Ihre Bewegungen waren anmutig und sanft, es schien, als schwebten sie nahezu über den Boden. Nun kamen sie auf mich zu und je näher sie kamen, desto intensiver spürte ich ihr inneres Licht. Es war so stark, dass ich von einem immensen Glücksgefühl durchflutet wurde, das mir sofort die Tränen in die Augen trieb.

Hier brach meine Erinnerung ab. Meine Depression hatte sich augenblicklich in ein immenses Glücksgefühl verwandelt. Nun verstand ich, dass die Depression wie ein Schleier gewirkt und diese Erinnerung verdeckt hatte. Ich dachte, dass ich mich unterbewusst nach diesem Moment zurück gesehnt hatte und da ich ihn nicht erinnern konnte, entstand die Traurigkeit. Doch nun war es so weit gekommen, dass ich mich erinnert hatte und ich war sicher, diese Erinnerung auch mit in meinen Alltag befördern zu können.

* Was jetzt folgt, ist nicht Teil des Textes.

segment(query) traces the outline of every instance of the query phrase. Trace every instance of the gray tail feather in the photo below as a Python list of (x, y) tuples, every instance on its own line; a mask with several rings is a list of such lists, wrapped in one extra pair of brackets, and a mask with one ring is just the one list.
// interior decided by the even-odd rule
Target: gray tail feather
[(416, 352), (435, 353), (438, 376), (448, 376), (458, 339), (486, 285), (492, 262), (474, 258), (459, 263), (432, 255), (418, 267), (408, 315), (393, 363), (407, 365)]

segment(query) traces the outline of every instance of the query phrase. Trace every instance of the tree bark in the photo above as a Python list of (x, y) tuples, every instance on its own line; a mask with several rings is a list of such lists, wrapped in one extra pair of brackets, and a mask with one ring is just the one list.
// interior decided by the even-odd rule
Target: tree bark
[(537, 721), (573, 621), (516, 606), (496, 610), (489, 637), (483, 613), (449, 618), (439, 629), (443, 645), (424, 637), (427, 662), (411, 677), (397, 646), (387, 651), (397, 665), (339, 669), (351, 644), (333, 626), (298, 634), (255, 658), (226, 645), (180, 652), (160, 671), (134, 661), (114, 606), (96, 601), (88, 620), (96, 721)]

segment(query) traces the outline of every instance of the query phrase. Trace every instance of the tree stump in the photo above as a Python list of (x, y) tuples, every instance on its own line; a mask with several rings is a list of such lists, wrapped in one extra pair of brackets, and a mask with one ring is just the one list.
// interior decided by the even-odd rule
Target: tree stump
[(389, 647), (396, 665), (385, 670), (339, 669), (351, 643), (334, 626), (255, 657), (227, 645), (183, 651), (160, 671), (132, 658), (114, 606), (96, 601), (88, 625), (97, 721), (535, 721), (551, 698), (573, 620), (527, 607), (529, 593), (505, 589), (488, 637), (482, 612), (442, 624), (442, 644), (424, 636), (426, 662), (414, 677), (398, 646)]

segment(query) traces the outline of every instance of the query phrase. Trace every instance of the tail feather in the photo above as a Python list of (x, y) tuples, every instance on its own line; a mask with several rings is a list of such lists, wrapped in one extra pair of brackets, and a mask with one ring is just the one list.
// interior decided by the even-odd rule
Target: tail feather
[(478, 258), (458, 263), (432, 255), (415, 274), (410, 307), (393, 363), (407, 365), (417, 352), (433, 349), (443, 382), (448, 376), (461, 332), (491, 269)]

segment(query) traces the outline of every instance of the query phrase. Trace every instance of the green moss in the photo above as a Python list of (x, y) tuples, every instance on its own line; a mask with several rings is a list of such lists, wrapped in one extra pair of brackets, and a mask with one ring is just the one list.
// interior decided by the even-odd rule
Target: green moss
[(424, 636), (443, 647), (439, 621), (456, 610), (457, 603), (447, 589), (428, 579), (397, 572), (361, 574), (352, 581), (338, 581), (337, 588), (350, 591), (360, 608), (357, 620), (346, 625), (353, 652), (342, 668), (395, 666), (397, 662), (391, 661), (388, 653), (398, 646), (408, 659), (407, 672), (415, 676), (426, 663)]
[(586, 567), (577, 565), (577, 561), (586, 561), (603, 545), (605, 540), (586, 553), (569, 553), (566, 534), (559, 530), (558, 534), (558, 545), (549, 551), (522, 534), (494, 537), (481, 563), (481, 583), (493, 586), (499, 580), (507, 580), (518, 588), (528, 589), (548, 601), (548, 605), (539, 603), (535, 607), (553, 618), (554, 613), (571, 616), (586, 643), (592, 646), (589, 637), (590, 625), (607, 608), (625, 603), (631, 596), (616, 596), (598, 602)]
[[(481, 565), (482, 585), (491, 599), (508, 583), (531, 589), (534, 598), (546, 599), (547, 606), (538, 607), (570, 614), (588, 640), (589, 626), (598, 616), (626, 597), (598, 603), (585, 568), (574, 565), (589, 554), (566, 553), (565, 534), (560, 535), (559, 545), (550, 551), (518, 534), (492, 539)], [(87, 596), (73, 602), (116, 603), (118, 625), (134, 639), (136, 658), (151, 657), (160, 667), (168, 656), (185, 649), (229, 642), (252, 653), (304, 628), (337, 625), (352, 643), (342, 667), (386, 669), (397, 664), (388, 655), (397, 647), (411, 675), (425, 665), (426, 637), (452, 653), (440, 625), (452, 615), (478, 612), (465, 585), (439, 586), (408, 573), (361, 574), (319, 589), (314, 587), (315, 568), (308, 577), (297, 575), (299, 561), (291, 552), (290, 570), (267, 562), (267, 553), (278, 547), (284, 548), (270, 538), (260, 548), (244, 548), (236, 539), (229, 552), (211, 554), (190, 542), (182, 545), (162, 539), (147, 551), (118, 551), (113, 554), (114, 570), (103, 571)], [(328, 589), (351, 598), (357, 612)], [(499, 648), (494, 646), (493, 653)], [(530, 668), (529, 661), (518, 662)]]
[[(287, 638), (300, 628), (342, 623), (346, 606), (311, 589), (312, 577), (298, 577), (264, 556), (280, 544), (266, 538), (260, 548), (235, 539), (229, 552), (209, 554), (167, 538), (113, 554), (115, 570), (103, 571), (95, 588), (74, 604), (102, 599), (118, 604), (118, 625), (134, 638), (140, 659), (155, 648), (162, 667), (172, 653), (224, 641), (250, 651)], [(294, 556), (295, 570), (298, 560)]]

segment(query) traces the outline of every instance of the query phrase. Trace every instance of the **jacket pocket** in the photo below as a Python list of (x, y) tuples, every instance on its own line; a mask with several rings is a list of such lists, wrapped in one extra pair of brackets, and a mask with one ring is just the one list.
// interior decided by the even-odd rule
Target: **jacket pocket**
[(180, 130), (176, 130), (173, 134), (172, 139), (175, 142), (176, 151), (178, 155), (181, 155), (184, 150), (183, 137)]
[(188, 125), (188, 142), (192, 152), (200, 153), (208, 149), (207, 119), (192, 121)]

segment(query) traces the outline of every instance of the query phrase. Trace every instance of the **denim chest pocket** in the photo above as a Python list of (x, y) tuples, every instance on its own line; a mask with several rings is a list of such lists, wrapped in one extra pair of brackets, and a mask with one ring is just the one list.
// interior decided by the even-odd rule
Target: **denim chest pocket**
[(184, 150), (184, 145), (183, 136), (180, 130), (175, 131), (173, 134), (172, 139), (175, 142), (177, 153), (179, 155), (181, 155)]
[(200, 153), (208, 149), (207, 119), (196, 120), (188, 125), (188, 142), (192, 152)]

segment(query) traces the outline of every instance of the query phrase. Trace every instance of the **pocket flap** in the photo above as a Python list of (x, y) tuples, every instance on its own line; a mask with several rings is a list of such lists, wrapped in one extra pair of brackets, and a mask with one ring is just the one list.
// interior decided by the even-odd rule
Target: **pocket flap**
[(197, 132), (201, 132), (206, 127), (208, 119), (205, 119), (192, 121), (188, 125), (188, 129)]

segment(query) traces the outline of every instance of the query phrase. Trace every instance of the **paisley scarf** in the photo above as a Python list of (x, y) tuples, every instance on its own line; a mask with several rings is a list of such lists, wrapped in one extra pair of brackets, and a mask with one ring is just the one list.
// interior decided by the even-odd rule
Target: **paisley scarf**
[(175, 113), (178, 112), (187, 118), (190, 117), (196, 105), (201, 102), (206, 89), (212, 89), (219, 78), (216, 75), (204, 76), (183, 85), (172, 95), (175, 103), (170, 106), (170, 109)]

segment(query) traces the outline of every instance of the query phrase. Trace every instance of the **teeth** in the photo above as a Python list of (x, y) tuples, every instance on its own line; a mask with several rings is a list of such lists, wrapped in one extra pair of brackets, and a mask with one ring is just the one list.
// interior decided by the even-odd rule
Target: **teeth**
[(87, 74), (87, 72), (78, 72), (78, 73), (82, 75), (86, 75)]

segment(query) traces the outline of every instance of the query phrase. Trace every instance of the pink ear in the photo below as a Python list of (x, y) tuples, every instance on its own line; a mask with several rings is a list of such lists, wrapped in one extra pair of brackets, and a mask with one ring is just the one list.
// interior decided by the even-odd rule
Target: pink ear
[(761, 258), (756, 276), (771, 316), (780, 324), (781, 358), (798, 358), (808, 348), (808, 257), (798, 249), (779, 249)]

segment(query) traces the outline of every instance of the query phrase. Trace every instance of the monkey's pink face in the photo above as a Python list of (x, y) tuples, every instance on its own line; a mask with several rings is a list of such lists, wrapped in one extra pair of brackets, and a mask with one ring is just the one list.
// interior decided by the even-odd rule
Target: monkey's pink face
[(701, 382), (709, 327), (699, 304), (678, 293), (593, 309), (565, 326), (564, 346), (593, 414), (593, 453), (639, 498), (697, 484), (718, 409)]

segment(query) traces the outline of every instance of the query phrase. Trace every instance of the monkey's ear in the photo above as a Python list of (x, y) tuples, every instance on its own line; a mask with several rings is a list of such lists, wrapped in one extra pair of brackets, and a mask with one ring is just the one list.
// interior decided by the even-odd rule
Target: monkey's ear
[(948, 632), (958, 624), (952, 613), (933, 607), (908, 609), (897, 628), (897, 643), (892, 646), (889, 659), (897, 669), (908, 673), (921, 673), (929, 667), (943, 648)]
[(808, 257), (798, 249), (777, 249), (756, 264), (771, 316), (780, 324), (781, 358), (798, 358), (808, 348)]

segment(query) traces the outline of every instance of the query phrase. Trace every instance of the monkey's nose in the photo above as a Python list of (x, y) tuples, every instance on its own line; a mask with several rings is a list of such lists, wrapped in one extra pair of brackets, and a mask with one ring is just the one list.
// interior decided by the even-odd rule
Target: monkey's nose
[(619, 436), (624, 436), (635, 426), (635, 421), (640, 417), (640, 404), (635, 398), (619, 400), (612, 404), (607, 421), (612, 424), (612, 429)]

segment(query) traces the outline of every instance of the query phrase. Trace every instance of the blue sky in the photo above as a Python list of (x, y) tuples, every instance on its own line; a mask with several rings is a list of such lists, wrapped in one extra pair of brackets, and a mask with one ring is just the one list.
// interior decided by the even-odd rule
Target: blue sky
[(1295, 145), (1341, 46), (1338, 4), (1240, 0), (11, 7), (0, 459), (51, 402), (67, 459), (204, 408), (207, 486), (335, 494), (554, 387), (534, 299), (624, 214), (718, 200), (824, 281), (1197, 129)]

Sonya lächelte mich an. Jetzt hatte ich überhaupt nicht mehr das Gefühl, dass sie mich auslachte oder sie geplant hatte, mich zu verletzen oder zu ärgern, sondern sie hatte die ganze Zeit von meiner Erinnerung gewusst und die ganze Zeit versucht, mir zu helfen, dass ich mich erinnerte. Leider tarnt das Ego allzu gern solche Absichten und gaukelt einem vor, der andere habe nur Böses im Sinn. Ein Selbstschutzmechanismus oder eben einfach nur Dummheit.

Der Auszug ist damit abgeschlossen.